DTSEN Jadi Pemutakhiran Penyaluran Bansos
Menjelang pencairan bantuan triwulan kedua, pemerintah mulai merinci besaran dana yang akan diterima oleh masing-masing keluarga penerima manfaat (KPM). Nominal bantuan ini disesuaikan dengan kategori penerima yang telah ditetapkan. Menteri Sosial Saifullah Yusuf atau yang akrab disapa Gus Ipul menegaskan bahwa data hasil pemutakhiran DTSEN akan menjadi dasar utama dalam penyaluran bansos. Ia menyampaikan bahwa setiap tanggal 10, pihaknya menerima pembaruan data terbaru yang kemudian dijadikan acuan distribusi bantuan setiap bulan.
Rincian Dana BPNT 2026
Untuk program BPNT atau bantuan sembako, pemerintah menetapkan bantuan sebesar Rp200.000 per bulan. Dengan sistem pencairan per triwulan, total dana yang diterima mencapai Rp600.000 setiap tiga bulan.
Besaran Dana PKH Berdasarkan Kategori
Sementara itu, bantuan PKH dibagi ke dalam delapan kategori penerima dengan nominal yang berbeda setiap triwulan, yaitu:
- Korban pelanggaran HAM berat: Rp2.700.000
- Ibu hamil atau masa nifas: Rp750.000
- Anak usia dini (0–6 tahun): Rp750.000
- Lansia (60 tahun ke atas): Rp600.000
- Penyandang disabilitas berat: Rp600.000
- Siswa SMA atau sederajat: Rp500.000
- Siswa SMP atau sederajat: Rp375.000
- Siswa SD atau sederajat: Rp225.000
Cara Cek Status Penerima Bansos 2026
Masyarakat dapat mengecek status penerima bansos secara mandiri menggunakan data pada e-KTP melalui situs resmi Kemensos.

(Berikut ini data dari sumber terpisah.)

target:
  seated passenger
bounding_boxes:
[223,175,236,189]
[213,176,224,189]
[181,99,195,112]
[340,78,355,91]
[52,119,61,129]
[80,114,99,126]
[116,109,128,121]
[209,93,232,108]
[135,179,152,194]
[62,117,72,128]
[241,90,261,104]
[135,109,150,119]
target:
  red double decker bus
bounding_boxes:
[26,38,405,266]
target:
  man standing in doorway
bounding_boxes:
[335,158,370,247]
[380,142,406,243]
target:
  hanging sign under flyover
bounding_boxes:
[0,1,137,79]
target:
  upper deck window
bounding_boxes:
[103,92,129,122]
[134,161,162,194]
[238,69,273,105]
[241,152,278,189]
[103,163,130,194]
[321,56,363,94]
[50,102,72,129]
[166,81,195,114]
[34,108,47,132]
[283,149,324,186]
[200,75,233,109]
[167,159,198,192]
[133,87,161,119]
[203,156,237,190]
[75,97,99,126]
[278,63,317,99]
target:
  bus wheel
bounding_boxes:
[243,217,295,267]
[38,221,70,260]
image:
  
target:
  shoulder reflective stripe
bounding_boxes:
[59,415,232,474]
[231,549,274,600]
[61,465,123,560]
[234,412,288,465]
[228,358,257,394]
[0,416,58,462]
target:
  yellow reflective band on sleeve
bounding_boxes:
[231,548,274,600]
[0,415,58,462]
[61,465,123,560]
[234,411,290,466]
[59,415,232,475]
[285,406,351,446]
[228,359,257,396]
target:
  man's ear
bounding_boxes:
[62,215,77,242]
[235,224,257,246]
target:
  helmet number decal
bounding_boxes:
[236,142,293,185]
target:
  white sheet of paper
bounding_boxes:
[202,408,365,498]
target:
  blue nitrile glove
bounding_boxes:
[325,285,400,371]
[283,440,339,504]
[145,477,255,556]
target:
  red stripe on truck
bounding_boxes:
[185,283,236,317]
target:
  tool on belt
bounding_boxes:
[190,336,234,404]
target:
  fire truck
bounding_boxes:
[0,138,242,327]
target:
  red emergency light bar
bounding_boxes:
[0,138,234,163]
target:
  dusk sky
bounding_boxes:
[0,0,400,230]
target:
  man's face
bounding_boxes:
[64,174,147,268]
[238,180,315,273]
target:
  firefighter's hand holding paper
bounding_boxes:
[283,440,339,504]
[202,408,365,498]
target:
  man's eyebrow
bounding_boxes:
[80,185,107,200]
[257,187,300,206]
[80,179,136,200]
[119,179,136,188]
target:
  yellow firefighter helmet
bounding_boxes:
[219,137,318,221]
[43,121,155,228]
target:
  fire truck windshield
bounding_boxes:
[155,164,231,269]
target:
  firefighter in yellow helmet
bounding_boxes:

Berikut langkah-langkahnya:
- Kunjungi website resmi cekbansos.kemensos.go.id melalui HP atau Laptop
- Masukkan NIK dan wilayah sesuai alamat di e-KTP
- Ketik nama lengkap penerima
- Isi kode captcha yang ditampilkan
- Klik tombol “Cari Data”
Setelah itu, sistem akan menampilkan informasi terkait status kepesertaan, jenis bantuan yang diterima, serta detail pencairan dana.
Realisasi Penyaluran Bansos Capai 96 Persen
Pada triwulan pertama 2026, Kemensos mencatat realisasi penyaluran PKH dan Program Sembako telah mencapai 96 persen. Penyaluran dilakukan melalui bank-bank yang tergabung dalam Himpunan Bank Milik Negara (Himbara) serta melalui PT Pos Indonesia.
Kesimpulan
Pemerintah berharap dengan percepatan pembaruan DTSEN, penyaluran bansos pada periode berikutnya dapat semakin tepat sasaran dan efisien.